Die Dreistigkeit, mit der die Linke in Delmenhorst den Alleinvertretungsanspruch für die Zukunft des „Hotels am Stadtpark“ für sich in Anspruch nimmt, ist schier unerträglich. Die Herren Dombrowe und Vogel stellen sich hin, als wären sie die einzigen gewesen, die den Kampf gegen die Nazis geführt haben. Viele Delmenhorster haben an den Demonstrationen gegen Rechtsextremismus teilgenommen, viele haben durch ihre Spenden dazu beigetragen, dass der Kampf gegen Rechts erfolgreich geführt werden konnte.

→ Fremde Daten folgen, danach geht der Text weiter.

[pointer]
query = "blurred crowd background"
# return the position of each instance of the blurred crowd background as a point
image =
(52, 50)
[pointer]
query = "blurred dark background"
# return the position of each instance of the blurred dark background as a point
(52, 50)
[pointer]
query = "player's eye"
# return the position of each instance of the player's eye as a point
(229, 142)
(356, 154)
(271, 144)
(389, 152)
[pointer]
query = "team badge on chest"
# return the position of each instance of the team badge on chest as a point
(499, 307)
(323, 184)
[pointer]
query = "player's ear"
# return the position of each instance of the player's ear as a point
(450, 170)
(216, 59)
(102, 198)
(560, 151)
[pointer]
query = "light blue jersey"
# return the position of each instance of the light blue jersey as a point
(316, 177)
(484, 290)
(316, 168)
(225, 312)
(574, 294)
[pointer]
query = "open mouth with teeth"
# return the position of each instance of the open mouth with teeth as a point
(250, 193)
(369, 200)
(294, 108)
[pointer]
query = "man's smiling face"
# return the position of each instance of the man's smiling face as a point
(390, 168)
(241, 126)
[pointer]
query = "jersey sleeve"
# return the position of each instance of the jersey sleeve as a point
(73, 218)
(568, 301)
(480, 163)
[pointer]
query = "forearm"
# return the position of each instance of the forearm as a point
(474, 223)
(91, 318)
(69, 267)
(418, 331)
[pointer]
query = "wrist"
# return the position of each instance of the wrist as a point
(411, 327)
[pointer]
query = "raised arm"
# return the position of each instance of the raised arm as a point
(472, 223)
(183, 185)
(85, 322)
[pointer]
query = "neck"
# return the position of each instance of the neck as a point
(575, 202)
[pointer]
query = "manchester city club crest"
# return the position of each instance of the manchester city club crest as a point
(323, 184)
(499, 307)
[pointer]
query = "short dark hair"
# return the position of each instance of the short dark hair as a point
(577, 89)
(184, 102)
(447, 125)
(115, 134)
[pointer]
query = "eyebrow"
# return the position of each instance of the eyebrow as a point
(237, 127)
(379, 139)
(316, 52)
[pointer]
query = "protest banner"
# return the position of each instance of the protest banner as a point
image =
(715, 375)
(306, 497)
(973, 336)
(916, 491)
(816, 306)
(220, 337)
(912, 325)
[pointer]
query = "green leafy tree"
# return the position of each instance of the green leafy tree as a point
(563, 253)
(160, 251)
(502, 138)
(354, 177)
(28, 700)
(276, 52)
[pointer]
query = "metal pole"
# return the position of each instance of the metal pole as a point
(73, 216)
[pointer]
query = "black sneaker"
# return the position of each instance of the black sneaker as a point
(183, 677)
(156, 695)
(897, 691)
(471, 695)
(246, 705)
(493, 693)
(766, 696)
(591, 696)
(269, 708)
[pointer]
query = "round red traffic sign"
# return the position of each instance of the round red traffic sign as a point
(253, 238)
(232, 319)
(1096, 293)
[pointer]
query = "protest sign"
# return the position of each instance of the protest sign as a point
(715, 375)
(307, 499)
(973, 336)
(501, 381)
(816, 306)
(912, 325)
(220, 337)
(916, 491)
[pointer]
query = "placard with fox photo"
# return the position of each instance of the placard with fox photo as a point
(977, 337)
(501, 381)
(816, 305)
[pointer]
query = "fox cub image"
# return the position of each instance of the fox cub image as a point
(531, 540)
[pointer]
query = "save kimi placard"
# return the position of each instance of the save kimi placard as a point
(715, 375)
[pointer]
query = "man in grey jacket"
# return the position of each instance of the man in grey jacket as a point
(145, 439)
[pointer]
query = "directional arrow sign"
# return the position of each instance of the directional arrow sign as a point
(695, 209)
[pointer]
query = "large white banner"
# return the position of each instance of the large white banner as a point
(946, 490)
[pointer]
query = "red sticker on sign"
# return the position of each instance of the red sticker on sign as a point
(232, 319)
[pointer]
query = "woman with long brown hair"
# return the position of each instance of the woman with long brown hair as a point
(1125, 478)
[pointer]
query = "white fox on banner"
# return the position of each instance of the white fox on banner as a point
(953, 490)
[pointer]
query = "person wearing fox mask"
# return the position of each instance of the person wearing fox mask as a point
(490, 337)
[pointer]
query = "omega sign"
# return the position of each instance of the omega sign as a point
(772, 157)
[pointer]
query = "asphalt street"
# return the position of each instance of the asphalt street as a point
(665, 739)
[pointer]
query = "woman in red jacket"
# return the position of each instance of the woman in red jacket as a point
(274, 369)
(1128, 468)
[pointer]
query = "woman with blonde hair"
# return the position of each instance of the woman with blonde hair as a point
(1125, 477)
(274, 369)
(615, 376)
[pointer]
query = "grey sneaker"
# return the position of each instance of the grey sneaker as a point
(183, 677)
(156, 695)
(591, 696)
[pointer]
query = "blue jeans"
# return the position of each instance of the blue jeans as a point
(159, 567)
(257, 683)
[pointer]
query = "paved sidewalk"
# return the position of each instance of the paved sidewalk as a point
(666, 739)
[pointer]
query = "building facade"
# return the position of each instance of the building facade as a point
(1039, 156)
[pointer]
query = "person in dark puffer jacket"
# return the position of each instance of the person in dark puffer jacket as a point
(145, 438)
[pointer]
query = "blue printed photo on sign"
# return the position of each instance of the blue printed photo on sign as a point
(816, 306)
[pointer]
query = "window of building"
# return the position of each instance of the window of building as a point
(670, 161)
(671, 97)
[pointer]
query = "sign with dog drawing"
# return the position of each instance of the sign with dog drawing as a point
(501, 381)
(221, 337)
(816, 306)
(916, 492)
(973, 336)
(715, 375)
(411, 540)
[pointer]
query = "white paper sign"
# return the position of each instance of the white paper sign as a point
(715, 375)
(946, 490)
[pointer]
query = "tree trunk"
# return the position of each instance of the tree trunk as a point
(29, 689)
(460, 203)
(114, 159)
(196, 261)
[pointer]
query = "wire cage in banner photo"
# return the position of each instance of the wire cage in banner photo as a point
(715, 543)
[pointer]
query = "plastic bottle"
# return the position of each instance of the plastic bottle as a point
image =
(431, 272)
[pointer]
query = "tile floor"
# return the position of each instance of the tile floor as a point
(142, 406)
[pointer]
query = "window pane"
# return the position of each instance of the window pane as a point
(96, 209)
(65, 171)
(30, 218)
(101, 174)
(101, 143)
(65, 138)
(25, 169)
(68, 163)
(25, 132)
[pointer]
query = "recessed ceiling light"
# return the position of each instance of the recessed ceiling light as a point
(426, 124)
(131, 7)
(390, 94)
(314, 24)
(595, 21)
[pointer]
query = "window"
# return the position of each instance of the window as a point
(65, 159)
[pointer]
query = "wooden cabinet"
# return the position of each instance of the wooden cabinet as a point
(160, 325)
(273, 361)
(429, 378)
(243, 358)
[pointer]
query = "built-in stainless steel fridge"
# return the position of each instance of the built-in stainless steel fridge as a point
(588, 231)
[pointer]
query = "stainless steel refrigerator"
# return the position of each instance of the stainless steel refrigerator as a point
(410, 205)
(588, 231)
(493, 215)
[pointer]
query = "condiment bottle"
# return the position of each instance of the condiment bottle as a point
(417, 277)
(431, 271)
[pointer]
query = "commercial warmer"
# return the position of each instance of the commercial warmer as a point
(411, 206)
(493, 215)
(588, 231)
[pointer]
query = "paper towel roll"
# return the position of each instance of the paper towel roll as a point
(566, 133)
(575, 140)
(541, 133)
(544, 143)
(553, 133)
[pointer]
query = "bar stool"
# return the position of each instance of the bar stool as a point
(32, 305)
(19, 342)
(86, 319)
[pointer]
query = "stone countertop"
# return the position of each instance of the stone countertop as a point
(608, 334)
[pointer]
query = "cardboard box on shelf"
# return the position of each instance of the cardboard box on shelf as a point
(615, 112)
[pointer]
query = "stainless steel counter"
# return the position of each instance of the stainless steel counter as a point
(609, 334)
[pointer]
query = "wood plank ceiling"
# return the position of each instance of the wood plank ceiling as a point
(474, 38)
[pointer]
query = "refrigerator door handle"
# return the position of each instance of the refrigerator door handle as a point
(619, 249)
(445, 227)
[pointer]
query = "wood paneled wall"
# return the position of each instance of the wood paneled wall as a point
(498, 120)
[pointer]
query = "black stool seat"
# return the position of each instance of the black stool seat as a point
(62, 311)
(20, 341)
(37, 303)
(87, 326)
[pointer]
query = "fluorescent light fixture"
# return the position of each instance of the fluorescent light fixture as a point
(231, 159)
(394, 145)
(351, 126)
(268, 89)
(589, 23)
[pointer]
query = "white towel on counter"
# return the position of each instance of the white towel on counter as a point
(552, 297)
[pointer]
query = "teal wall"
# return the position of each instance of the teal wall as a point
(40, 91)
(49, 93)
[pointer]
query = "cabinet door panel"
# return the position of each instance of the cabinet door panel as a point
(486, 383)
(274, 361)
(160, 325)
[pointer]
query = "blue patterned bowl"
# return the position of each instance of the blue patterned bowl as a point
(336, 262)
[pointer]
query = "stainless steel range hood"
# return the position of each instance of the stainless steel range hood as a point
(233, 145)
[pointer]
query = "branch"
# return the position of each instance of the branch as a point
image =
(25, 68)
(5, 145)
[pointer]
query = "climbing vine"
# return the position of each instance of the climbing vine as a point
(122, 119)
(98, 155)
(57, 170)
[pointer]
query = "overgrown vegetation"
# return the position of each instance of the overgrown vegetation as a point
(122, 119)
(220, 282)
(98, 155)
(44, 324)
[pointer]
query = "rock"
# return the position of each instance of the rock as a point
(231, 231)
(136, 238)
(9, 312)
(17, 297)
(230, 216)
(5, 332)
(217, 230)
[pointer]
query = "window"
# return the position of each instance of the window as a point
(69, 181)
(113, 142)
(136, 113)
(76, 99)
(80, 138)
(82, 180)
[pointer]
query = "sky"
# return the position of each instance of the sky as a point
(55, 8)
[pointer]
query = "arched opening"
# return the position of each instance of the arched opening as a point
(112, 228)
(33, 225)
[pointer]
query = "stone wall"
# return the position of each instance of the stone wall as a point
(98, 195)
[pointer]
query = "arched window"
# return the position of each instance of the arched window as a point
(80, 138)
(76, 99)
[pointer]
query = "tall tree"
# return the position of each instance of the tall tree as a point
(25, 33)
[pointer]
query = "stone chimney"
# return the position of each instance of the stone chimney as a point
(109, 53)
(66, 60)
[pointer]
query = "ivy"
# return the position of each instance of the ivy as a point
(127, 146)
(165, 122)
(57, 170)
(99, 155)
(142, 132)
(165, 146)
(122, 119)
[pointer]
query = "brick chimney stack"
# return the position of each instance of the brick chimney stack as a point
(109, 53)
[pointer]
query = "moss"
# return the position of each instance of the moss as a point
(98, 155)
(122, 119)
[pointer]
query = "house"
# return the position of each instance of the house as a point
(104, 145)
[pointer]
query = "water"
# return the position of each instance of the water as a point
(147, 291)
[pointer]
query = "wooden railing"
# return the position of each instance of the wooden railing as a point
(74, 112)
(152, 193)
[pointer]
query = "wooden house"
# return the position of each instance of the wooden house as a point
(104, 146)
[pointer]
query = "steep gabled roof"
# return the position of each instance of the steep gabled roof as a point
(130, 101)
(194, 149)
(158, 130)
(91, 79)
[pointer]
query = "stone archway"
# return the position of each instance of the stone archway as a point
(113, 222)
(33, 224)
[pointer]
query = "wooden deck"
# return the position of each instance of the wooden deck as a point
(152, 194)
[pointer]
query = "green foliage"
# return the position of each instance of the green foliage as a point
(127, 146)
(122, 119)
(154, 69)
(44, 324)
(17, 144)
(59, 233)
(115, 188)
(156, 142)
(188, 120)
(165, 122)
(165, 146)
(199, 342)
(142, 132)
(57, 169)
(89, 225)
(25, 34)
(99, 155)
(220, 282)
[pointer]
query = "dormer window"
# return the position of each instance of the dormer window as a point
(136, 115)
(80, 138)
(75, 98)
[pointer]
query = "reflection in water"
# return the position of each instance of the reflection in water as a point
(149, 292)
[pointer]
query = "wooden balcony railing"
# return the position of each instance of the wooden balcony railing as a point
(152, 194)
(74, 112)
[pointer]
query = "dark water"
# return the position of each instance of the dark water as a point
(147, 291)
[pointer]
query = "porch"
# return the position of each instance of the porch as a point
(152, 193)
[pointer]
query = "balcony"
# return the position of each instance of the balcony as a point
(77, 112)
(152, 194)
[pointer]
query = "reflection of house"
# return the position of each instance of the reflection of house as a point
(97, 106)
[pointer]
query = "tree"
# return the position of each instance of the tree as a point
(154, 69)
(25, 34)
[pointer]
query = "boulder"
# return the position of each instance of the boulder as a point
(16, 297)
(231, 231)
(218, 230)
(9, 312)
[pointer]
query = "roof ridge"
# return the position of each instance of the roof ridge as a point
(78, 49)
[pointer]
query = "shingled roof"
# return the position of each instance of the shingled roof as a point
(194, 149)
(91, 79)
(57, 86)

Das heißt aber nicht automatisch, dass alle diese Bürgerinnen und Bürger mit dem Konzept der AWo als Nachfolgenutzer für das Hotel einverstanden sind, so wie es Dombrowe und Vogel uns weismachen wollen. (...) Offensichtlich leiden die beiden Vertreter der SED-Nachfolgepartei an Wahrnehmungsschwierigkeiten. Und wenn sich eine demokratisch gewählte und legitimierte deutliche Ratsmehrheit – die auch von weiten Teilen der SPD unterstützt wird – in einer öffentlichen Abstimmung gegen das AWo-Konzept ausspricht, kann man wohl nicht davon sprechen, dass einzelne Ratsmitglieder die Interessen der Stadt verraten.

Wer hier das demokratische Selbstverständnis anderer anprangert, zeigt deutlich, dass es ihm selber an demokratischer Kultur fehlt. Aber was kann man von einer Partei auch erwarten, der es immer weniger gelingt, ihre kommunistischen Wurzeln zu verbergen.